Liderlerin Günahı Yok…

“Vallahi yaşadığımız şu toplumsal gerilimin, millet olarak başımıza gelen bela ve musibetlerin müsebbibi Başbakan Erdoğan değildir” desem toplumun yüzde ellisi ayağa fırlar. “Zavallı Kılıçdaroğlu hiç değildir” desem bu kere berikiler feveran edecekler.

“Hele hele, kendince hep ılımlı kalmaya çalışan Devlet Bahçeli veya tilka-i nefsinden konuşma hakkı bile bulunmayan Selahattin Demirtaş nerede ise masumdurlar” desem iyice zıvanadan çıkacak, bana ağız dolusu küfürler edeceksiniz, biliyorum.
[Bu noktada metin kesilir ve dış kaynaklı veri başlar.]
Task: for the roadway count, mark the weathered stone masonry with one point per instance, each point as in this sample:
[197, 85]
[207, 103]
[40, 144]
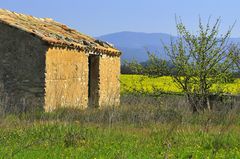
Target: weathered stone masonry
[22, 70]
[46, 65]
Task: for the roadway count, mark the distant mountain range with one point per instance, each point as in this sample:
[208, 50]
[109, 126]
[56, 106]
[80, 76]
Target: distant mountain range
[136, 44]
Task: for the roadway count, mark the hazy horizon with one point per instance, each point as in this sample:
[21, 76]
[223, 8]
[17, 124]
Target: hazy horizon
[98, 18]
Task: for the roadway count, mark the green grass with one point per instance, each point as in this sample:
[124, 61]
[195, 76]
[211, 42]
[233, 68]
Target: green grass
[72, 140]
[55, 136]
[144, 84]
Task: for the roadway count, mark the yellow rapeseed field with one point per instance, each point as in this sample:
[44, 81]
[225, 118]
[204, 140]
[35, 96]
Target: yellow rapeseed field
[140, 83]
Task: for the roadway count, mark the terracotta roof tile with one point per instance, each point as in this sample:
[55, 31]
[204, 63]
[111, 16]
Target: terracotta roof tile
[55, 33]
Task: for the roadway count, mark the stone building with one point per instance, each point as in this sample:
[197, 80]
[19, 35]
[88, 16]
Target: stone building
[45, 64]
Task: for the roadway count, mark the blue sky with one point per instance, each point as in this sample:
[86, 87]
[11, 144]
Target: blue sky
[98, 17]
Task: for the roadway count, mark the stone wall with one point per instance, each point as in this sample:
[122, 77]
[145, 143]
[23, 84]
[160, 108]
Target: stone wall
[66, 79]
[22, 67]
[109, 84]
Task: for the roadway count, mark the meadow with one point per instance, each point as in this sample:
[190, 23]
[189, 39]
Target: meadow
[120, 133]
[141, 127]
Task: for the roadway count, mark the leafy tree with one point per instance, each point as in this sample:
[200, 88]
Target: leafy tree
[200, 60]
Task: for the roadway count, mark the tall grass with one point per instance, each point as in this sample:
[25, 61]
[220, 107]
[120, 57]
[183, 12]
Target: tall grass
[142, 127]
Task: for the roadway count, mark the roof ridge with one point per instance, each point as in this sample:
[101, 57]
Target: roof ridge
[56, 33]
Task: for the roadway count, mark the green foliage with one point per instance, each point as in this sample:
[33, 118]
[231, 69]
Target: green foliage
[200, 60]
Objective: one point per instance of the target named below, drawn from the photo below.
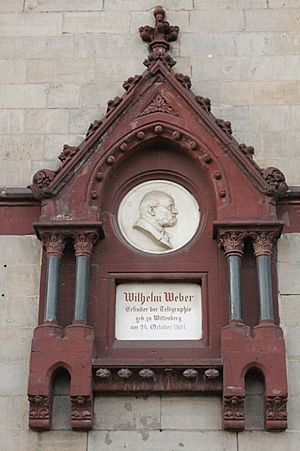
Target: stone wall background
(60, 62)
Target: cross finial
(160, 36)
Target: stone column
(54, 244)
(263, 243)
(233, 244)
(83, 244)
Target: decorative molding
(81, 412)
(275, 179)
(233, 408)
(39, 407)
(131, 82)
(40, 182)
(158, 105)
(53, 243)
(263, 242)
(225, 126)
(232, 242)
(276, 408)
(184, 80)
(84, 243)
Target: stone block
(288, 277)
(260, 93)
(14, 173)
(109, 46)
(268, 440)
(275, 118)
(21, 280)
(145, 5)
(216, 21)
(286, 43)
(254, 44)
(97, 95)
(62, 441)
(54, 145)
(270, 68)
(191, 412)
(12, 71)
(63, 5)
(289, 310)
(47, 121)
(13, 417)
(21, 147)
(16, 344)
(67, 70)
(208, 89)
(81, 118)
(218, 4)
(23, 96)
(11, 121)
(272, 19)
(117, 69)
(30, 25)
(96, 22)
(293, 367)
(238, 116)
(19, 311)
(288, 247)
(14, 6)
(63, 96)
(13, 378)
(180, 18)
(162, 441)
(124, 413)
(213, 69)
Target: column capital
(53, 243)
(232, 242)
(263, 242)
(84, 243)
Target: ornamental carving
(225, 126)
(275, 179)
(159, 105)
(112, 104)
(41, 181)
(263, 242)
(67, 153)
(53, 243)
(39, 407)
(234, 407)
(276, 408)
(131, 82)
(81, 408)
(84, 242)
(162, 31)
(232, 243)
(204, 102)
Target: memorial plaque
(158, 311)
(158, 216)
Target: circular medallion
(158, 216)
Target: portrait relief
(158, 216)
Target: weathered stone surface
(47, 121)
(164, 441)
(63, 96)
(197, 412)
(69, 70)
(63, 5)
(127, 413)
(266, 440)
(27, 25)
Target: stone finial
(159, 36)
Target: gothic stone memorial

Biliyorum ama gerçek de budur. Siz inanmazsınız. Suçu ila da şuna buna atma alışkanlığımız var çünkü. Kendi nefsinize bakmak aklımıza gelmez. Zaten bu halimiz değil mi ki, bu öfkeden ve fitneden başka bir şey üretmeyen lider müsveddelerini başımıza sardıran?

Biz her belanın onlar yüzünden başımıza geldiğini sanıyoruz. Oysa onlar bizim yüzümüzden başımıza musallat edildiler. Çünkü ne yaptığını bilmez liderler bizatihi bir cezadır. Bela onların eliyle başımıza geliyor gibi görünse de, biz hak ettiğimiz için onlar bize musallat ediliyor.

Bunu izah eden sayısız ayet var. İşte onlardan birisi:

“Bir ülkeyi helak etmek istediğimiz zaman oranın devletlilerine (liderlerine/ileri gelenlerine) emrederiz; onlar orada kötülük işlerler. Böylece o ülke aleyhine hüküm hak olur! Artık onu yerle bir ederiz.” (İsra, 16)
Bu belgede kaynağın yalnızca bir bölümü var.